More than 3,000 dead since epidemic began in 2016, Oxfam says
At least 195,000 suspected cases of cholera have been registered in Yemen since Jan. 1 of this year, while more than 3,000 people have died of the disease since 2016, according to an international aid NGO.
“Some 195,000 people are suspected to have contracted the disease so far this year, of whom more than 38,000 are in districts that are hard for aid agencies to reach,” Oxfam, a U.K.-based umbrella of charity organizations, said in a Thursday statement.
“More than 3,000 people have died since the outbreak began in 2016,” it added.

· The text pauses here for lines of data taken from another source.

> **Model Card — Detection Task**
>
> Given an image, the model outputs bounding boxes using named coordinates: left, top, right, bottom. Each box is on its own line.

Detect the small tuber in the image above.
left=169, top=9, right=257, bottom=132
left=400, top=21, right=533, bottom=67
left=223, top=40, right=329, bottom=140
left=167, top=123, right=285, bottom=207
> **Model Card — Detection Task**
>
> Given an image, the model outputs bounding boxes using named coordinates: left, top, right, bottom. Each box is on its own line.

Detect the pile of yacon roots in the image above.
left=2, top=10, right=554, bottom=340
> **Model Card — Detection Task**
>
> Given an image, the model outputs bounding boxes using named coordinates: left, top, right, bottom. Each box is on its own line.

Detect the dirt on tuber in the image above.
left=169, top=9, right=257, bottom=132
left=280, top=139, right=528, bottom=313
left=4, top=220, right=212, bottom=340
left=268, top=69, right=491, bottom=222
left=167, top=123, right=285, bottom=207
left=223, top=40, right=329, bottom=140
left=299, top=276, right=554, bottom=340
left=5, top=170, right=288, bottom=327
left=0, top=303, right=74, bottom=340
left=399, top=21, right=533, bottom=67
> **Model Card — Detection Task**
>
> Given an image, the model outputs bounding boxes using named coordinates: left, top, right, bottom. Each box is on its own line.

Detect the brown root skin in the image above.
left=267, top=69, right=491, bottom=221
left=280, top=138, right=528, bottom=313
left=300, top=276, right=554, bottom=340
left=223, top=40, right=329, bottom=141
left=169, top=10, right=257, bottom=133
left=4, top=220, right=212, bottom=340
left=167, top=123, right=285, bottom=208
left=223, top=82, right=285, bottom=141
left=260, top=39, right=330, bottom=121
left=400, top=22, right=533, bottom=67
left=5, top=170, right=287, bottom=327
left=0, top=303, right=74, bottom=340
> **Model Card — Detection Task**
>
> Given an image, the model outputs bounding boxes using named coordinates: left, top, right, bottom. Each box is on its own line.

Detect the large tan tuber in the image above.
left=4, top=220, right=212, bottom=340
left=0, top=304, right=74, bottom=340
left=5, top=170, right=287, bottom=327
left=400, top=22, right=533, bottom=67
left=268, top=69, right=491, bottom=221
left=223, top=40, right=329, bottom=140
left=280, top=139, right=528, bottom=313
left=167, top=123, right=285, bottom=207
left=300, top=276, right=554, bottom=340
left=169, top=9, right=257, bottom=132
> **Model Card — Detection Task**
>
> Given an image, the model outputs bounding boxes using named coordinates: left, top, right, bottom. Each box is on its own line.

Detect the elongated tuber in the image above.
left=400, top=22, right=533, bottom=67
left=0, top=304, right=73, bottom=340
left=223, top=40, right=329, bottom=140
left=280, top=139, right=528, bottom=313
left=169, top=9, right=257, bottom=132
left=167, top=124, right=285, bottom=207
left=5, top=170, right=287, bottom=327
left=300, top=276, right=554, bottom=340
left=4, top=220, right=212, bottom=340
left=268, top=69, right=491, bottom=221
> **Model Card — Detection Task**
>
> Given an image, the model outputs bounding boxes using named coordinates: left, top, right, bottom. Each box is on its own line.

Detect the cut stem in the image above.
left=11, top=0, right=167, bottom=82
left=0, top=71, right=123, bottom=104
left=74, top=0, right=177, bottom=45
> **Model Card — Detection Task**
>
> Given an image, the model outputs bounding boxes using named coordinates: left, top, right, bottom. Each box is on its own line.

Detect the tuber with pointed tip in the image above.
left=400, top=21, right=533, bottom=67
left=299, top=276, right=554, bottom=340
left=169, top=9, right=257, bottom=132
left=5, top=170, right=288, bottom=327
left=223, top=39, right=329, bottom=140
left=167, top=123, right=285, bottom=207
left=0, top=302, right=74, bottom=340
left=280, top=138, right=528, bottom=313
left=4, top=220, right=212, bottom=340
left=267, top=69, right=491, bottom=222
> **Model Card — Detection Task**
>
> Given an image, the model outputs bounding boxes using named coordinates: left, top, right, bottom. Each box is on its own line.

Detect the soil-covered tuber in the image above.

The NGO went on to assert that, at its height in June 2017, “7,000 suspected cases were being identified every day with the outbreak being described by the World Health Organization as the worst in human history”.
In the statement, Oxfam Yemen Country Director Muhsin Siddiquey is quoted as saying: “The international community urgently needs to ensure safe, secure and unimpeded access to humanitarian aid for all people in need across the country.”
Yemen has been wracked by violence since 2014 when Houthi rebels overran much of the country, including capital Sanaa.
The crisis escalated in 2015 when a Saudi-led military coalition launched air campaign in Yemen with the ostensible aim of rolling back Houthi gains.
The ongoing violence has destroyed much of Yemen’s basic infrastructure, including water and sanitation systems, prompting the UN to describe the situation there as “one of the worst humanitarian disasters of modern times”.
AFP.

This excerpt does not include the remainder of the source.